Researchers reframe computer vision as a single system that generates text and images from instructions
This paper treats computer vision as a single “multimodal generation” problem. Instead of building a different model for each vision task, the authors ask one model to follow natural-language instructions and produce either text, images, or both. The idea is that vision tasks can be expressed in the model’s native output formats: words for labels or descriptions, and pixels for dense spatial predictions.
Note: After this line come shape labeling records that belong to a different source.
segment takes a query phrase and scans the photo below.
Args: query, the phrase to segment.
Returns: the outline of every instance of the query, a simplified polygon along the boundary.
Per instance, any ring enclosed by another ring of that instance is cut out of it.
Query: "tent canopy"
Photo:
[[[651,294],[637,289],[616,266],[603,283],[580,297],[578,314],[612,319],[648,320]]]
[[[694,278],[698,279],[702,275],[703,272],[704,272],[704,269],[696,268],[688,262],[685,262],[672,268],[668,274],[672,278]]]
The team built SenseNova‑Vision and a training dataset called the SenseNova‑Vision Corpus. They converted many existing vision annotations into instruction–response examples that pair a plain-language prompt with the desired text or image output. Starting from a publicly available pretrained multimodal model, they trained SenseNova‑Vision mainly on this corpus and mixed in other multimodal data to preserve general capabilities. No task-specific prediction heads or changes to the model architecture were used.
SenseNova‑Vision can handle a wide range of tasks. The paper reports results on object detection, optical character recognition (OCR), keypoint estimation (finding specific points on objects), segmentation (which pixels belong to an object), depth and surface normal prediction (geometry estimates), point maps, and camera pose estimation. The system also supports language-defined variants, for example asking for objects of a certain color or items within a named region.
In experiments, a single unified model matched leading task-specialized systems across structured visual understanding, dense geometric prediction, segmentation, and multi-view visual geometry. If robust, this approach could simplify how vision capabilities are added to larger foundation models. The authors also released both the model and the corpus for others to use.